Final answer:
After conducting a risk analysis, it is determined that the construction company should not purchase insurance for the new rubber-tire loader, as the expected cost savings is $934.10 by foregoing the insurance.
Step-by-step explanation:
The question at hand involves a risk analysis about whether a construction company should purchase insurance for a new rubber tire loader. To evaluate the best option and determine projected cost savings, we need to calculate the expected value of each scenario (purchasing or not purchasing insurance) based on the probabilities and costs given.
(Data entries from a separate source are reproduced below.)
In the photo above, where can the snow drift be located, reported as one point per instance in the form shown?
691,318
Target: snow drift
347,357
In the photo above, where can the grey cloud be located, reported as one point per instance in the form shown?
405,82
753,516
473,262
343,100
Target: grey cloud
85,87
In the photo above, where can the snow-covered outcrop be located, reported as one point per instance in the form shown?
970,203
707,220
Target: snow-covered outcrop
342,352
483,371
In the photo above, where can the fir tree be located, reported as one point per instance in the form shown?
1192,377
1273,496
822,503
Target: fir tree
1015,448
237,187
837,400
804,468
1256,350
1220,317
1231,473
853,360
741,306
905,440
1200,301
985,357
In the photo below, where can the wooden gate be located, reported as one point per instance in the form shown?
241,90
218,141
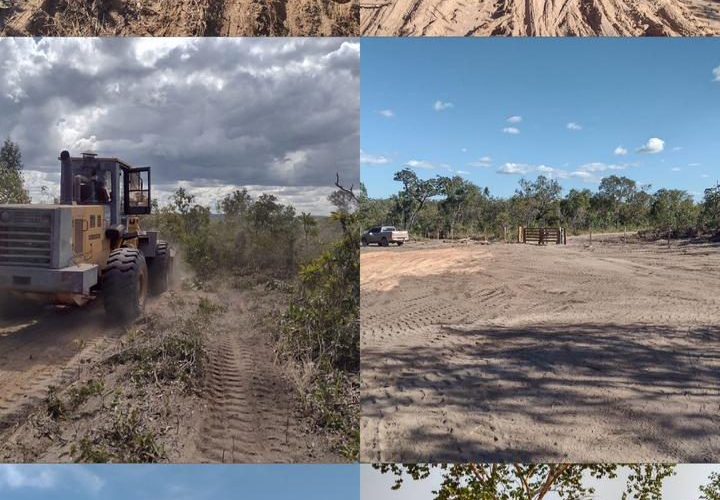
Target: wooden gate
542,235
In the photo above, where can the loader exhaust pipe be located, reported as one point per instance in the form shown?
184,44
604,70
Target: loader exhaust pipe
66,180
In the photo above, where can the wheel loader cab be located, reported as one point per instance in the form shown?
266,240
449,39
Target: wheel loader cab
90,180
91,242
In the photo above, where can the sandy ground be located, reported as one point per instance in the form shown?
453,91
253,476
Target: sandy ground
525,353
247,410
539,17
179,17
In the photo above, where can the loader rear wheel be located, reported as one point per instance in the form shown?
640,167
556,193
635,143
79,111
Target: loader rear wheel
159,269
125,284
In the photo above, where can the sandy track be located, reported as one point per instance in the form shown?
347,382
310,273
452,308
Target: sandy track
247,411
515,352
181,18
251,409
539,17
44,350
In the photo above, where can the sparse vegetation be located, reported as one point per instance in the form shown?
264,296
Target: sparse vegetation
532,481
450,207
321,332
12,189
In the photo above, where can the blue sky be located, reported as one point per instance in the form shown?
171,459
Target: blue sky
179,482
494,110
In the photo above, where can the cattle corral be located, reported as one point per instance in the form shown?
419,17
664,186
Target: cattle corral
554,353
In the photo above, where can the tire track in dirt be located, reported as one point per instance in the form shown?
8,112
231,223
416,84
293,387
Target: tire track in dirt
47,350
546,354
251,415
182,18
539,18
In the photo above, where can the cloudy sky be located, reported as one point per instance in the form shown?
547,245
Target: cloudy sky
273,115
496,110
683,485
179,482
If the company does not purchase insurance, the expected cost due to accidents can be calculated by multiplying each scenario's cost by its probability:
- 0.88 (probability of no accident) × $0 = $0
- 0.11 (probability of a small accident) × $800 = $88
- 0.01 (probability of a total loss) × $100,000 = $1,000
The total expected cost without insurance is thus $1,088.
If the company purchases insurance for $2,000 annually with a deductible of $1,000, their only expected cost in the case of a small accident is the deductible: (0.11 × $1,000) = $110, plus the insurance premium of $2,000, totaling $2,110.
In the case of a total loss, the insurance covers the loader, so the company pays the insurance premium and deductible: $2,000 + $1,000 = $3,000.
Combining the expected costs:
- No accident: $2,000 (insurance premium)
- Small accident: $2,000 (premium) + $110 (deductible) = $2,110
- Total loss: $2,000 (premium) + $1,000 (deductible) = $3,000
The expected cost with insurance is:
- 0.88 × $2,000 = $1,760
- 0.11 × $2,110 = $232.10
- 0.01 × $3,000 = $30
The total expected cost with insurance is $2,022.10. Therefore, the company can save money by not purchasing insurance, and the savings will be the difference between the expected costs with insurance ($2,022.10) and without ($1,088), which equals $934.10.